TCHAD BLAKE RECORDING PETER GABRIEL'S UPCOMING RELEASE WITH NEUMANN'S KU 100 BINAURAL HEAD

PRESS RELEASE
FOR IMMEDIATE RELEASE


Tchad Blake gets close to the Neumann KU 100 Binaural Head while recording Peter Gabriel's upcoming release.

OLD LYME CONNECTICUT: Set in the age of prolific multi-effects processors and software packages, renowned musician/engineer/producer Tchad Blake has some very different ideas when it comes to effecting and spatializing his tracks. He's currently employing one of his Neumann KU 100 binaural heads to rerecord tracks on Peter Gabriel's forthcoming album, a technique that has proven itself time and time again.

When not working with his own band, The Latin Playboys, Blake records and produces such upstarts as Sheryl Crow, Tom Waits, Los Lobos, Suzanne Vega, and Paul McCartney.

By using a dummy head with microphones placed inside realistic ears, the Neumann KU 100 captures all of the directional information that our own ears naturally capture. Dubbed "binaural", such recordings convey realistic spatial imaging in three dimensions when played back on headphones. "Binaural recordings are completely unique," Blake offered. "They're completely realistic and require no special processing or extra equipment. I built my own head twenty years ago to modest effect and upgraded to the Neumann ten years ago. Since then I've acquired a second, my wife has purchased one, and we've talked Real World Studios into buying one. That's four heads within a two-mile radius, probably the highest concentration of Neumann heads outside of the factory!"

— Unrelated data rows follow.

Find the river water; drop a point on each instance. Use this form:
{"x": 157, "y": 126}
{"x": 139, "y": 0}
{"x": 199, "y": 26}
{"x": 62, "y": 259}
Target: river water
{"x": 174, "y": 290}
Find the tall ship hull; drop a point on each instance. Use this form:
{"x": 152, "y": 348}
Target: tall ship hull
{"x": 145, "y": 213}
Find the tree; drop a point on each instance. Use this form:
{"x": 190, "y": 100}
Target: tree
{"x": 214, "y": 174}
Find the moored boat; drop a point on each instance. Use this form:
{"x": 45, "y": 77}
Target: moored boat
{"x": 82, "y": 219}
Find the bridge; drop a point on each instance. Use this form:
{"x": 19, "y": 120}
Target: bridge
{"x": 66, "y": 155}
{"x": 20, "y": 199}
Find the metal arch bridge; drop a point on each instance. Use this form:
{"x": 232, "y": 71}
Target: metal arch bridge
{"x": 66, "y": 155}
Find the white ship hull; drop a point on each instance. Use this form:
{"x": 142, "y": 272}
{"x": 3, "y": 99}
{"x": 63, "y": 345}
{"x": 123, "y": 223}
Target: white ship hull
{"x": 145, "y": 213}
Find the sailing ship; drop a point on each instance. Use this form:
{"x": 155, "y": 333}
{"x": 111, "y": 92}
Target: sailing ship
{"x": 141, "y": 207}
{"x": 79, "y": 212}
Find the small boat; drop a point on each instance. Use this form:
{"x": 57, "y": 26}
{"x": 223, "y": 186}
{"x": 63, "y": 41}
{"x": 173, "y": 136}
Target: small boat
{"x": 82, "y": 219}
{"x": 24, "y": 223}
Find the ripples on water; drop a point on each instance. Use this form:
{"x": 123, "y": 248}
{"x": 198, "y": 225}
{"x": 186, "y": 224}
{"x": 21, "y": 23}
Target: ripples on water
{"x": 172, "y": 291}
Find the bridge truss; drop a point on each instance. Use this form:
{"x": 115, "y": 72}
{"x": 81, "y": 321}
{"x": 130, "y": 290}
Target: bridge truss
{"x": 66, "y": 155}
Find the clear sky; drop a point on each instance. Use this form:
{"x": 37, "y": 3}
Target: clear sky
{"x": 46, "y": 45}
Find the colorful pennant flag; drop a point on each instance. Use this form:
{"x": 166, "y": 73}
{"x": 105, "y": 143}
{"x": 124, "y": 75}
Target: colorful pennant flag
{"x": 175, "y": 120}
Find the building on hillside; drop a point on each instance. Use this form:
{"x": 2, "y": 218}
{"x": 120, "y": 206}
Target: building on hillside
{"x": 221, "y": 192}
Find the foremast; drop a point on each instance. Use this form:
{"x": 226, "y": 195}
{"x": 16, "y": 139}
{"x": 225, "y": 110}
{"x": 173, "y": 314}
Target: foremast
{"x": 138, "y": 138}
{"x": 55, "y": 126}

When he records, Blake usually uses the KU 100 as his main overhead microphone, and it always serves as his field microphone. However, for mixing and remixing purposes, he sets up the KU 100 in a room with unique amplifiers and speaker systems and the "processes" a signal with their electrical and acoustical properties. He uses everything from Radio Shack amplifiers to guitar amplifiers in garbage cans. For a track on Peter Gabriel's project, he sent all of their orchestra strings out through an Indian PA speaker, which was nothing more than a fifty-watt horn designed for outdoor use. With the speaker in a very lively room, Blake was able to morph an otherwise traditional string sound into a "very weird sort of Eastern string sound". The KU 100 captures the space of the room and the timbre of a given speaker with chilling realism.

"I never process the binaural signal for 'loudspeaker compatibility'," noted Blake. "I hate it when people do that because it actually makes it sound worse on loudspeakers, and the binaural effect with headphones is ruined. The binaural signal sounds great on loudspeakers without any tweaking. It doesn't sound truly binaural, but it doesn't sound like plain old stereo, either. There's something very special about it - it has it's own kind of sound. It has depth."

At Peter Gabriel's Real World Studios, Blake compliments the KU 100 with Neve and API preamplifiers that feed into either Oxford or Solid State Logic consoles. Other auxiliary equipment includes sunglasses, wigs, lipstick, fake nose-mustache combos, etc. (you know - to dress up the KU 100). Their current project will wrap up at the end of December. At press time, no album title had been settled on.